Righting wrongs, after all, would require going home. And she’d put far too many worlds between her and home. Now she was old and leathery, with no idea if her Lizzie or her Pa were alive or dead, with nothing on her back save a magic cloak and ten thousand crusted memories.

Three knives. To take a man's heart and grant him his wish and excise his heart's desire...

Weren't those all things that only witches did?

They'd called her a hag in maiden's flesh.

“Kill me,” she mumbled, the words turning to mush in her empty mouth. “Get it over with.”

Yhaga laughed again, wildly. The ground rippled around her, bubbling like hot stew, chunks of ashen grass and earth floating in it. The whole world was falling apart around her.

”Kill you?” she howled. ”We’re not done here, Matilda!”
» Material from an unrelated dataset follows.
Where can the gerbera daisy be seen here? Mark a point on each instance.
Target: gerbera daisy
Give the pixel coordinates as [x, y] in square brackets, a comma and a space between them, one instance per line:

“Your son’s world is falling to pieces,” said Matilda, the hint of a hopeless smile on her shapeless face. “You don’t have the knowledge or the will to hold it together. He’s a dead man. That part’s taken care of. I’m dead anyway, so you might as well do it…”

Pain, indescribable pain, burst out in her chest. She screamed. It was like a spike had crushed her sternum, sending fragments into her lungs and heart.
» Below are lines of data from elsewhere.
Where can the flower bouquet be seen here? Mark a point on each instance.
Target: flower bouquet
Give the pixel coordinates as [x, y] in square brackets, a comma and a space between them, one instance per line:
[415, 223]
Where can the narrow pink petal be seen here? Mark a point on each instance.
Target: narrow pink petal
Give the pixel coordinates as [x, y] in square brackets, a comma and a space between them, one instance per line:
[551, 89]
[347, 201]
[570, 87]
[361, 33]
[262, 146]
”Necristo wanted to die anyway, you foolish wench,” leered Yhaga. ”If all you really wanted to do was take his heart, the only thing you had to do was ask.”
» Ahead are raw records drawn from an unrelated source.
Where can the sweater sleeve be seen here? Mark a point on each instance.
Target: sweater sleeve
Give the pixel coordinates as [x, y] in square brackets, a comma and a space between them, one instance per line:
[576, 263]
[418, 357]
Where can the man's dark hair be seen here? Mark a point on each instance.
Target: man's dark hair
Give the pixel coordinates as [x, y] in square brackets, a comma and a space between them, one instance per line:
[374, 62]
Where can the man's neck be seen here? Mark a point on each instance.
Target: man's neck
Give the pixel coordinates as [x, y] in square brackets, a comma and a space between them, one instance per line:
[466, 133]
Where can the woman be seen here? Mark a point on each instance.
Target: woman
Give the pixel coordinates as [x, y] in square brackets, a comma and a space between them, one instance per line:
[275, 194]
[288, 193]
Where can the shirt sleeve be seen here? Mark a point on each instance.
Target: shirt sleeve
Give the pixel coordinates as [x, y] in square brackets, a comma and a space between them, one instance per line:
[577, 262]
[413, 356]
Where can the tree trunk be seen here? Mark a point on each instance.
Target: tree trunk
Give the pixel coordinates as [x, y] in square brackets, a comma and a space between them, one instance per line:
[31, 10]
“That’s…” gurgled Matilda.

”No,” laughed Yhaga, ”but you wanted to save her. You wanted to protect your niece, get her off this world in one piece. And look how well that turned out!”

Yhaga shook her shriveled head and wagged her finger, hand on her hip. It was the gesture of a woman half her age, and it was utterly repulsive.

”You should really stop getting attached, darling. She’s not even your real niece. Not that it matters anymore, of course. She’s…”

A redheaded girl in a blue dress ran screaming in from nowhere and stuck Yhaga in the side with her rusty barbed knife.